Dr Nicola Day (Photo: Supplied)

2018: Dr Nicola Day, Auckland University of Technology, has been awarded a Rutherford Foundation postdoctoral fellowship for research entitled: “Assessing and predicting ecosystem-level resilience and vulnerability to global change.”

Nicola Day Profile

Dr Nicola Day (Photo: Supplied)

Ecosystem resilience measures the stability and recovery of ecosystem functions when environments change. In the context of terrestrial ecosystems, both above and below ground factors – including diversity in species, traits, nutrient cycling, and species interactions – contribute to create resilient ecosystems.

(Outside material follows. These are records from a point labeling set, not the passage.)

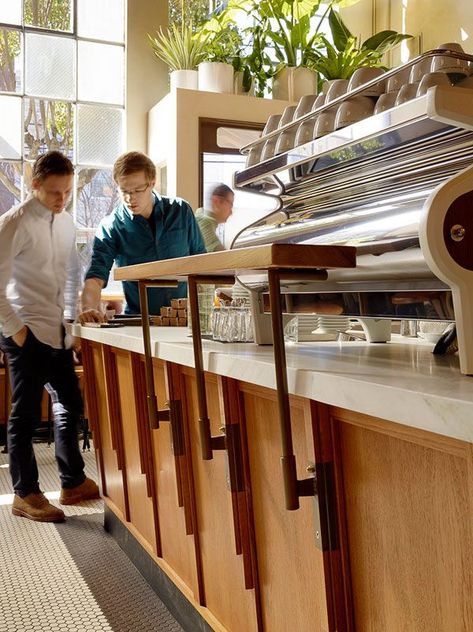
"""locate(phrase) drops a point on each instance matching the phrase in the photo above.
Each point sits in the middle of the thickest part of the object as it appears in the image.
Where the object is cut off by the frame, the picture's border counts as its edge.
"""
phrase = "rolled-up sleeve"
(194, 236)
(104, 252)
(9, 244)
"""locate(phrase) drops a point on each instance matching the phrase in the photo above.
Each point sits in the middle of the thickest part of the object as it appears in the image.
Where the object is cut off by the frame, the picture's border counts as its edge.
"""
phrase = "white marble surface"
(399, 381)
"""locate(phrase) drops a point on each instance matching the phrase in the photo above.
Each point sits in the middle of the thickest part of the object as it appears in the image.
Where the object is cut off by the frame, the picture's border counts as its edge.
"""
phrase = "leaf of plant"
(340, 32)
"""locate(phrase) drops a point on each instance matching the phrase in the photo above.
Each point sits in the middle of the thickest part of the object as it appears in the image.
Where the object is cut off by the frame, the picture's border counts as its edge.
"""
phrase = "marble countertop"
(401, 381)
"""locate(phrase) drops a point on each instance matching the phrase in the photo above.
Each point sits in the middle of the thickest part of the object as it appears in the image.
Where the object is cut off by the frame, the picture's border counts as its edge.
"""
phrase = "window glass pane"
(10, 185)
(10, 11)
(10, 127)
(84, 250)
(97, 196)
(10, 61)
(101, 19)
(49, 14)
(100, 136)
(101, 73)
(50, 66)
(234, 138)
(48, 125)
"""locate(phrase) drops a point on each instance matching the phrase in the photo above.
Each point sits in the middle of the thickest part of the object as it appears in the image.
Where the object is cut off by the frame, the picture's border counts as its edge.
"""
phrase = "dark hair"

However, understanding the mechanisms and predicting the ecosystem resilience through the current period of global climate change is one of the greatest challenges in ecosystem management at present. We lack long-term data integrating above and below-ground ecological responses to climate change. 

Many regions in the world are projected to experience an increased incidence of fires due to climate change. New Zealand is no exception, and fires are expected to increase in the eastern South Island in particular. Dr Nicola Day has been awarded a Rutherford Foundation Postdoctoral Fellowship to examine the resilience of ecosystems under changing fire conditions focusing on tussock grasslands across Canterbury and Otago. She is currently working at Wilfrid Laurier University in Canada and will return to New Zealand to undertake this position at the Auckland University of Technology.

New Zealand’s tussock grasslands are an ideal case study for Dr Day’s proposed research because these ecosystems have experienced multiple aspects of global change, including repeated burning and introduction of non-native mammalian grazers since European colonisation. Dr Day’s research will build on a large-scale, long-term (25 years) plant community and soil datasets from 103 short and tall tussock grasslands across New Zealand’s South Island. Dr Day will enrich this data with new analysis of soil microbes and carbon circulation using targeted experiments to simulate the effects of fire.

The complete data set will be integrated into a predictive modelling framework of the impacts of fire on plant community structure, and wider ecosystem functioning. This research will enable us to identify and manage vulnerable parts of New Zealand’s grassland ecosystems and generate globally relevant  information on disturbance-resilience theory in a changing world.